Marquita Bradshaw - Let’s Hold This Space Of Dissonance

Let's Hold This Space Of Dissonance

by Marquita Bradshaw,
Tennessee Chapter of the Sierra Club Environmental Justice Chair

I was invited to write this by Mac Post, the Tennessee Chapter Sierra Club Chair. I’m so used to people trying to limit my voice that I will not limit my words. I will take all the space needed to walk you through the grief and disappointment I feel right now around national events.

Marquita BradshawMy childhood South Memphis community is within walking distance of a National Priority List Superfund Site. The pollution contaminates the air, soil, surface water, groundwater, and aquifers still today. The chemicals are mutagenic in the decommissioned military landfill. The chemicals in the landfill are very effective in inducing sickness and killing of plants and people. In the landfill somewhere on the 640 acres are weaponized viruses, chemical weapons, biological weapons, nuclear weapons, and munitions. I’m speaking from having personal experiences of systemic racism and working through holding grief for my life that black people experience law enforcement, the criminal justice system, the medical system, the economy, the educational system, employment, and the political system differently. I have organized around police accountability and seeking justice in environmental laws at the same time.As a black woman, I can’t afford to be sick and don’t have time to be tired because lives are at stake.

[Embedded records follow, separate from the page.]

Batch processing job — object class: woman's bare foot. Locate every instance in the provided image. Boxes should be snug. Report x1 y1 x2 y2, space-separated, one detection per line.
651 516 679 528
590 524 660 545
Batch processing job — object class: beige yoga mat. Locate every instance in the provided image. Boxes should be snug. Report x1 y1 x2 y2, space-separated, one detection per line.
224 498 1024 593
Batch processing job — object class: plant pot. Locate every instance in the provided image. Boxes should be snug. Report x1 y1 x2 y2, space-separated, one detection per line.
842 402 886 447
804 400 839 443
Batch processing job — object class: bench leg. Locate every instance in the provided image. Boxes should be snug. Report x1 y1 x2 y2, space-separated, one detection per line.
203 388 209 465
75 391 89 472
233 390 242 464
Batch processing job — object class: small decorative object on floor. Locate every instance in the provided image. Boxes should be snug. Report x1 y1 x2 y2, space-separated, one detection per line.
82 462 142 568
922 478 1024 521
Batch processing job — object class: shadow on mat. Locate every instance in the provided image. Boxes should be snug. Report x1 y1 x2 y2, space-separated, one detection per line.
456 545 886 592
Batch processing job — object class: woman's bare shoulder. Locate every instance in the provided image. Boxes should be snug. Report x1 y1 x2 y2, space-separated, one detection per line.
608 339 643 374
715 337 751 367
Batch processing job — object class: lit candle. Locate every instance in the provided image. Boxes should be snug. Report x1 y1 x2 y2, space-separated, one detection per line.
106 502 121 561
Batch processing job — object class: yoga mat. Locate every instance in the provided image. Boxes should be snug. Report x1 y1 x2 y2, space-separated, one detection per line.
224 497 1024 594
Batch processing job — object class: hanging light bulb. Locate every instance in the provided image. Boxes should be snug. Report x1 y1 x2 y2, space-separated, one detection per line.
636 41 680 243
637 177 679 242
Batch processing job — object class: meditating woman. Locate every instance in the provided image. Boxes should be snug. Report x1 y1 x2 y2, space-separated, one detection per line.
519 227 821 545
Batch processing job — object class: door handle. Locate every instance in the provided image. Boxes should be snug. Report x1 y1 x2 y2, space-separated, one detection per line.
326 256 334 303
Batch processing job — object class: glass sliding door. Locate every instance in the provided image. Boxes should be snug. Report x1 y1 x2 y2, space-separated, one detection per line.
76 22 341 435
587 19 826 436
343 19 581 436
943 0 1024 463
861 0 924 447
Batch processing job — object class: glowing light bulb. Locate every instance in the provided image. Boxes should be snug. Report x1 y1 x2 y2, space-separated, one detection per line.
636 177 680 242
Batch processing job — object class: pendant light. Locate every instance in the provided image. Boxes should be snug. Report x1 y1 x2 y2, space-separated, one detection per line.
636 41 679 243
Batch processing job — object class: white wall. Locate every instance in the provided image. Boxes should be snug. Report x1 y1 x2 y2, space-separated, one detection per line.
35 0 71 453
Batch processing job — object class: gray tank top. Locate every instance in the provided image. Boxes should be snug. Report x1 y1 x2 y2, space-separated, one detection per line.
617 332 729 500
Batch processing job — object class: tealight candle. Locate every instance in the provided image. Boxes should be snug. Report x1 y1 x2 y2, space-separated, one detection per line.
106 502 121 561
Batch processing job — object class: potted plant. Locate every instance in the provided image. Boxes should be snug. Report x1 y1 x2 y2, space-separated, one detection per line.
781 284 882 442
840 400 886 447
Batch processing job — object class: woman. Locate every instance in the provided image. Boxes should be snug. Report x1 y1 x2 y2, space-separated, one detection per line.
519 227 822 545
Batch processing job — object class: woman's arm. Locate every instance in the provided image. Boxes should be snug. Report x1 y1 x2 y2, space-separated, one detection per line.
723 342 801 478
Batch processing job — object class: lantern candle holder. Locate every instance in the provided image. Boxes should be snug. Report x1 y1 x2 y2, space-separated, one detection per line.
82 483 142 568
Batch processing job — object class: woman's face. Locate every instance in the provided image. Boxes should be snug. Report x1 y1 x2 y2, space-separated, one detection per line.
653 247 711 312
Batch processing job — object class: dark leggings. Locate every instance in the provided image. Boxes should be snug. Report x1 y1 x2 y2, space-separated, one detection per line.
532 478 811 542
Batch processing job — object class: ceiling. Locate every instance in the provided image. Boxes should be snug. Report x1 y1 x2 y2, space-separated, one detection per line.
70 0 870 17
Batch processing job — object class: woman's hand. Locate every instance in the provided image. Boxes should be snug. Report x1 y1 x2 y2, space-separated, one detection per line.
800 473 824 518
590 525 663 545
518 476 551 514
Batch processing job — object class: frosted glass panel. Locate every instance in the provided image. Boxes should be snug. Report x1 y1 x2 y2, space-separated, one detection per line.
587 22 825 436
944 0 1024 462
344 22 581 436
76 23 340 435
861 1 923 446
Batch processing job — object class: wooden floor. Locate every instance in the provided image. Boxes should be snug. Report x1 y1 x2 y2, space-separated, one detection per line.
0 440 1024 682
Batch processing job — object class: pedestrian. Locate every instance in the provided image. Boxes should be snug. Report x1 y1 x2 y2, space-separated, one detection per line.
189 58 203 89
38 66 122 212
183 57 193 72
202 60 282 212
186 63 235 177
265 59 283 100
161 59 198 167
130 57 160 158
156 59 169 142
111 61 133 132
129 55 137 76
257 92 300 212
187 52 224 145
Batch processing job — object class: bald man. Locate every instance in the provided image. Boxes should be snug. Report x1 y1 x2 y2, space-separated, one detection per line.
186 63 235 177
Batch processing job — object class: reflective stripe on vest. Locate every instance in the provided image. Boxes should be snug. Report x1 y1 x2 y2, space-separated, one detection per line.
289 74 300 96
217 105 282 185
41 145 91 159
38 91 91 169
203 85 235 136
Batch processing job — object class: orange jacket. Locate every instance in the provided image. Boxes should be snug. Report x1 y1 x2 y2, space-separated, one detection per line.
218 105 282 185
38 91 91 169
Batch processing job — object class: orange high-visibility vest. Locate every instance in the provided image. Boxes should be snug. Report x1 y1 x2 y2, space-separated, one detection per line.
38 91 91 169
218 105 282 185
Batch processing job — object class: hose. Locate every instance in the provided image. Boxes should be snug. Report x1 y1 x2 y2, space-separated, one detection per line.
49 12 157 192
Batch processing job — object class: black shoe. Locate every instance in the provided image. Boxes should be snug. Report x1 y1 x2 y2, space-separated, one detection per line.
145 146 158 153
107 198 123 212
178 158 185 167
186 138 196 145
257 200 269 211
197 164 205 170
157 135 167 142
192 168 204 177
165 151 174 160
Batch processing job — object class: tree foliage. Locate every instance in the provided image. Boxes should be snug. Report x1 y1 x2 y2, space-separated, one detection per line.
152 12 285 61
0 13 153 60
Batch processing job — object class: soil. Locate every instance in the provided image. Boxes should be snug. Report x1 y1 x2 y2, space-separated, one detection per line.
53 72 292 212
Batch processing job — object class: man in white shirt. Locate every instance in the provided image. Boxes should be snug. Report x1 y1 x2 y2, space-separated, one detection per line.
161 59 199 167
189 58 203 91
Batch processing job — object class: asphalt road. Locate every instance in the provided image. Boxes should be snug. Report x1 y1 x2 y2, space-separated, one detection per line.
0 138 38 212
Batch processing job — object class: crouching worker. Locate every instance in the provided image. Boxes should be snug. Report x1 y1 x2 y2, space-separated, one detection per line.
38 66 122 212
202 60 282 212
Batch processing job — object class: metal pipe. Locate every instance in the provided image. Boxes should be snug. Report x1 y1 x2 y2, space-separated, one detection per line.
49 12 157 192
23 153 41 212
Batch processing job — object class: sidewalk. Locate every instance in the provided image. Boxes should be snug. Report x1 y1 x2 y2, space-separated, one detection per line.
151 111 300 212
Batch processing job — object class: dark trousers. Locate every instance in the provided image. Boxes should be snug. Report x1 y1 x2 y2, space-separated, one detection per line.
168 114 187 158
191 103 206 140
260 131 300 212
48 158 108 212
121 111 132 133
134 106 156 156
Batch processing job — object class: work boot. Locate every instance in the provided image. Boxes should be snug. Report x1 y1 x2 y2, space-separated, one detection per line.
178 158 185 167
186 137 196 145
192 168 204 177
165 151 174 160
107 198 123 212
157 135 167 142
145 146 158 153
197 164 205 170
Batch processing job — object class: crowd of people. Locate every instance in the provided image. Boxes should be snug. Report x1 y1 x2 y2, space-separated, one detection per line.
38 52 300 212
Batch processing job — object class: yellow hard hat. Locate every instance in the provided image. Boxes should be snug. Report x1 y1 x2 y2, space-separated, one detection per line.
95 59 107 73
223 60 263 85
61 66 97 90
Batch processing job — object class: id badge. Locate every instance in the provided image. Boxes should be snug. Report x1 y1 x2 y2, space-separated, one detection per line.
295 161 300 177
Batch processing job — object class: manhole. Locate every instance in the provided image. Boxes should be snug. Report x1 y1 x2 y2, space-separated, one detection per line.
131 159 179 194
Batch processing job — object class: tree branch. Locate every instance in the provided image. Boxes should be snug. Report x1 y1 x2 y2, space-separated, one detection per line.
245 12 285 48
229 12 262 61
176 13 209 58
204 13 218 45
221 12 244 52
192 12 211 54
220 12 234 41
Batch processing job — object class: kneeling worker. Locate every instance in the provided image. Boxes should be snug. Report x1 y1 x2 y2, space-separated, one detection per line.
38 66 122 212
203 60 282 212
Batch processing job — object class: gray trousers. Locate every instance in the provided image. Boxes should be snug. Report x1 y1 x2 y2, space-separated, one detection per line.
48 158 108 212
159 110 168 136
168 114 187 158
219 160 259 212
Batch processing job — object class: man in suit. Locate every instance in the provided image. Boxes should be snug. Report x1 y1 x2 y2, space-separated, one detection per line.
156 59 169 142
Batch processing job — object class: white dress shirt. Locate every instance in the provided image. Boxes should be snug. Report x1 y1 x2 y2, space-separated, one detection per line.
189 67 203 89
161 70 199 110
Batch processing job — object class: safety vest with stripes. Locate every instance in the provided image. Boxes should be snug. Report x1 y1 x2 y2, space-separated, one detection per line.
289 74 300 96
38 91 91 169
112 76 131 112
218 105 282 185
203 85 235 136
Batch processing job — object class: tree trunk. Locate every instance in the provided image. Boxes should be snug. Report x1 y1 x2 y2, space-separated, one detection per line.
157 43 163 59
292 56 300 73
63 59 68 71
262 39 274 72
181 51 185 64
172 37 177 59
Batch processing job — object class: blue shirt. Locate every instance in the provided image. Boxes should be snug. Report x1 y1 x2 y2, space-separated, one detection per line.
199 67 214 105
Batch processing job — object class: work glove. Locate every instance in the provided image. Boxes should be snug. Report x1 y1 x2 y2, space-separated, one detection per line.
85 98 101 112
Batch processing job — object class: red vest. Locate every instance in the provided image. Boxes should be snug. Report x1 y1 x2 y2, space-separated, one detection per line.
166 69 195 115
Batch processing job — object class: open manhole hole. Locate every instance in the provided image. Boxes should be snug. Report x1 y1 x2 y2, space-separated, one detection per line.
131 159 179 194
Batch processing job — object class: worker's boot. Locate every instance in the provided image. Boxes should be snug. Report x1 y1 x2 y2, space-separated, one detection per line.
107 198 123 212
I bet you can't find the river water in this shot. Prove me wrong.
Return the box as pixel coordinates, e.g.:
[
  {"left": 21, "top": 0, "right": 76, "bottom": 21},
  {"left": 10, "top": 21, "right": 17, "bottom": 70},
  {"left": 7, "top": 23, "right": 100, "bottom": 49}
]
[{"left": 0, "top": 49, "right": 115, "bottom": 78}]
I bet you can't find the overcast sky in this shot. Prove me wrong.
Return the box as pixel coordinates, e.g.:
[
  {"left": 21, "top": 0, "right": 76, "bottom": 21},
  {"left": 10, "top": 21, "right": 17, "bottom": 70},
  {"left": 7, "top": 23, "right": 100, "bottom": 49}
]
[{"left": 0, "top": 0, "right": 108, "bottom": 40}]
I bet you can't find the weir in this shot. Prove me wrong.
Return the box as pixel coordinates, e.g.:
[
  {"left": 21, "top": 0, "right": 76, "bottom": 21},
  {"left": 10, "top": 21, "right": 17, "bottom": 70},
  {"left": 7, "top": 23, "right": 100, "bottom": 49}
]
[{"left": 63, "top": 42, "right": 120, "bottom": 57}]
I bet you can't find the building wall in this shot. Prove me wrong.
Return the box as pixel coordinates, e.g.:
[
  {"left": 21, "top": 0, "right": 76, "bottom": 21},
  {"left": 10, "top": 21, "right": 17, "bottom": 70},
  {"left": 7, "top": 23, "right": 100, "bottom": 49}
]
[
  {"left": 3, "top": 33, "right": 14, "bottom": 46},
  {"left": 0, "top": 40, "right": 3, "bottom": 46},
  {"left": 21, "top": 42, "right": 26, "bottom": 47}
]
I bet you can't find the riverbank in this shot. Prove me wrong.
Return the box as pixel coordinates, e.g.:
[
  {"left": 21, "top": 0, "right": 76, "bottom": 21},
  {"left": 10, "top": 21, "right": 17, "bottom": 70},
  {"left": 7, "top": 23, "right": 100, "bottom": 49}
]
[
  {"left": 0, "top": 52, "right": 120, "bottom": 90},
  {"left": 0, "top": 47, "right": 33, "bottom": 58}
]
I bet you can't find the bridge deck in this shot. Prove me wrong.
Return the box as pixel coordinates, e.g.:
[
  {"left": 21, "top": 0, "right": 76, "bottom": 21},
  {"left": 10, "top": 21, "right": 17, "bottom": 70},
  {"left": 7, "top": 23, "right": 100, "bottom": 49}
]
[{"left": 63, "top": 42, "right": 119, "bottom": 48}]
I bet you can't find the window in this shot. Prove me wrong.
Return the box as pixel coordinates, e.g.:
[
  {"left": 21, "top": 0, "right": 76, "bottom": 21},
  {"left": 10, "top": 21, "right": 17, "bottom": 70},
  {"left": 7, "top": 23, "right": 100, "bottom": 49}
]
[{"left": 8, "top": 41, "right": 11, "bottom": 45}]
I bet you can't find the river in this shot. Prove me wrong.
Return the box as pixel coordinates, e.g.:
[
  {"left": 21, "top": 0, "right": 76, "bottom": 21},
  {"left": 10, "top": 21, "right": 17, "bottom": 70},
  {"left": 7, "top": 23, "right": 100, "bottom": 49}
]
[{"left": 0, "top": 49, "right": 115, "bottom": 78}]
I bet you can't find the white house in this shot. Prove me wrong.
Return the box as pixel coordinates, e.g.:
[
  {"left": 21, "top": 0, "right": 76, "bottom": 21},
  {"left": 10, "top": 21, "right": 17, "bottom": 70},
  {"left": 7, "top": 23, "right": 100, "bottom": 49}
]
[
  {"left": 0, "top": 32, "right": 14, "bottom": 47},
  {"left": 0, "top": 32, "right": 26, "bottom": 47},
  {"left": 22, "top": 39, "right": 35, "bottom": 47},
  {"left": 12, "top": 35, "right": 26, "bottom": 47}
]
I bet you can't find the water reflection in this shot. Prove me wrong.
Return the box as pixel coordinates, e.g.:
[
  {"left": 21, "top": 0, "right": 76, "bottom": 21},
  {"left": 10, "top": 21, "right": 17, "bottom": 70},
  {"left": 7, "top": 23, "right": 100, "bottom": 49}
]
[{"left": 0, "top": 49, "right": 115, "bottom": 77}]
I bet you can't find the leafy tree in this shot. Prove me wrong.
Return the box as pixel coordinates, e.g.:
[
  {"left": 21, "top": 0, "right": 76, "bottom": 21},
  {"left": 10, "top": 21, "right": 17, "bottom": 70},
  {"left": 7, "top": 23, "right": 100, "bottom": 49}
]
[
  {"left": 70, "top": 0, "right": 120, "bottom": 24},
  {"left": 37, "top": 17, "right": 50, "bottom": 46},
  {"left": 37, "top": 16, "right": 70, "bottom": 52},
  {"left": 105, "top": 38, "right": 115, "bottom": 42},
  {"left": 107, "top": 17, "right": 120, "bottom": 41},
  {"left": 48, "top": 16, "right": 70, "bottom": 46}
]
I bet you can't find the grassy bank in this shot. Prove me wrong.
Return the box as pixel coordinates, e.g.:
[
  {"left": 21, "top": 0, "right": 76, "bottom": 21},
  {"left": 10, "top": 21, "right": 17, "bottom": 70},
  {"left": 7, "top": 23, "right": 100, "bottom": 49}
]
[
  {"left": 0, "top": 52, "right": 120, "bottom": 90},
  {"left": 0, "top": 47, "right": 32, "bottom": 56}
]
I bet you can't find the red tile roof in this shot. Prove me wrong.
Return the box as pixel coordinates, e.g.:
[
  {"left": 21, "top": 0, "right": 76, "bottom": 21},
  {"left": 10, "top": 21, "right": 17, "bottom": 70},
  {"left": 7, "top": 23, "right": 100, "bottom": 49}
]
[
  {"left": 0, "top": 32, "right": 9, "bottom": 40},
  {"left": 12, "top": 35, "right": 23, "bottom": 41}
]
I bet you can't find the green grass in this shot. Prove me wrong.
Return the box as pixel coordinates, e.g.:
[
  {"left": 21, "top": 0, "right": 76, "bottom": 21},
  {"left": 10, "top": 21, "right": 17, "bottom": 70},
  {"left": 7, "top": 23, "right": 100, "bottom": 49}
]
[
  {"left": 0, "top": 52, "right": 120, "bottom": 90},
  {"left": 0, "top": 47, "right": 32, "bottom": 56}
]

It was racism that was the underlying culprit that caused the death of Mr. George Floyd, and it was racism that caused my community to experience higher than national average sickness and death rates. There are many names in every community across our nation that didn’t get the national attention as Mr. Floyd when it comes to extrajudicial killings by law enforcement. His death is driving the conversation on how we will emerge from the pandemic of COVID-19 and the pandemic of racism. We are in this space of dissonance together. This is the crossroad on whether we pivot to do the work to eradicate racism or allow it to continue to feed the hypocrisy of reprobate leadership that hides behind inaction. Can you imagine listing all of the names of people who are sick and dying from the polluted environment that the public will never know? What if we list all people experiencing economic injustice of poverty in a wealthy nation? Would we have space to list all of the people who have died because of no healthcare from medical racism? Try to imagine if we list all of the black names that are sick or have died prematurely from injustice over the last 400 years.

Understand that calling for unity without addressing racism will be a band-aid on a wound that needs 400 years of stitches in the American fabric. No more band-aid fixes. I’m asking you to hold this space of dissonance of publicly demonstrating so we can get justice for all. Understanding that making policies in our republic to address racism is an investment in moving to have justice in police accountability, the criminal justice system, the health care system, the environment, the green new infrastructure, and the economic system.

Making policies can happen overnight, which will start to correct the beliefs, attitudes, and behavior over time to rid ourselves of racism. Hold all of our elected leaders accountable no matter the party. Demonstrate until they do their job of leading.  It will take work to make our republic a true democracy by enforcing the policies to rid out systematic racism. The only way to climate justice is to rid ourselves of racism in the fabric of America. We will know when all lives matter when black lives matter too.